16 Doch, daar wij toe gekomen zijn, laat ons daarin naar denzelfden regel wandelen, laat ons hetzelfde gevoelen.

17 Weest mede mijn navolgers, broeders, en merkt op degenen, die alzo wandelen, gelijk gij ons tot een voorbeeld hebt.

18 Want velen wandelen anders; van dewelken ik u dikmaals gezegd heb, en nu ook wenende zeg, dat zij vijanden des kruises van Christus zijn;

19 Welker einde is het verderf, welker God is de buik, en welker heerlijkheid is in hun schande, dewelken aardse dingen bedenken.

20 Maar onze wandel is in de hemelen, waaruit wij ook den Zaligmaker verwachten, namelijk den Heere Jezus Christus;

21 Die ons vernederd lichaam veranderen zal, opdat hetzelve gelijkvormig worde aan Zijn heerlijk lichaam, naar de werking, waardoor Hij ook alle dingen Zichzelven kan onderwerpen.

1 最后, 我的弟兄们, 你们要靠着主喜乐。我写这些话给你们, 在我并不困难, 对你们却是妥当的。

2 你们要提防那些"狗", 提防作恶的, 提防行割礼的。

3 其实我们这些靠 神的灵来敬拜, 在基督耶稣里夸口而不倚靠肉体的人, 才是受割礼的,

4 虽然我有理由可以倚靠肉体。如果别人认为可以倚靠肉体, 我就更加可以了;

5 我第八天受割礼, 属于以色列民族便雅悯支派, 是希伯来人所生的希伯来人。按着律法来说, 我是个法利赛人;

6 按着热诚来说, 我是迫害教会的; 按着律法上的义来说, 我是无可指摘的。

7 然而以前对我有益的, 现在因着基督的缘故, 我都当作是有损的。

8 不但这样, 我也把万事当作是有损的, 因为我以认识我主基督耶稣为至宝。为了他, 我把万事都拋弃了, 看作废物, 为了要得着基督。

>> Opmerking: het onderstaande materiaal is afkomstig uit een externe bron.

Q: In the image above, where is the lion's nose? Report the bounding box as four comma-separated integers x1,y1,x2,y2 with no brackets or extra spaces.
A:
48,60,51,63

9 并且得以在他里面, 不是有自己因律法而得的义, 而是有因信基督而得的义, 就是基于信心, 从 神而来的义,

10 使我认识基督和他复活的大能, 并且在他所受的苦上有分, 受他所受的死;

11 这样, 我也许可以从死人中复活。

12 这并不是说我已经得着了, 已经完全了, 而是竭力追求, 好使我可以得着基督耶稣要我得着的。

13 弟兄们, 我不以为自己已经得着了, 我只有一件事, 就是忘记背后, 努力面前,

14 向着目标竭力追求, 为要得着 神在基督耶稣里召我往上去得的奖赏。

15 所以, 我们中间凡是成熟的人, 都应当这样想。即使你们不是这样想, 神也会把这事指示你们。

16 不过, 我们到了什么程度, 就要照着什么程度去行。

17 弟兄们, 你们要一同效法我, 也要留意那些照着我们的榜样而行的人。

18 我常常告诉你们, 现在又流着泪说, 有许多人行事为人, 是基督十字架的仇敌,

19 他们的结局是灭亡, 他们的神是自己的肚腹, 他们以自己的羞辱为荣耀, 所想的都是地上的事。

20 但我们是天上的公民, 切望救主, 就是主耶稣基督, 从天上降临;

21 他要运用那使万有归服自己的大能, 改变我们这卑贱的身体, 和他荣耀的身体相似。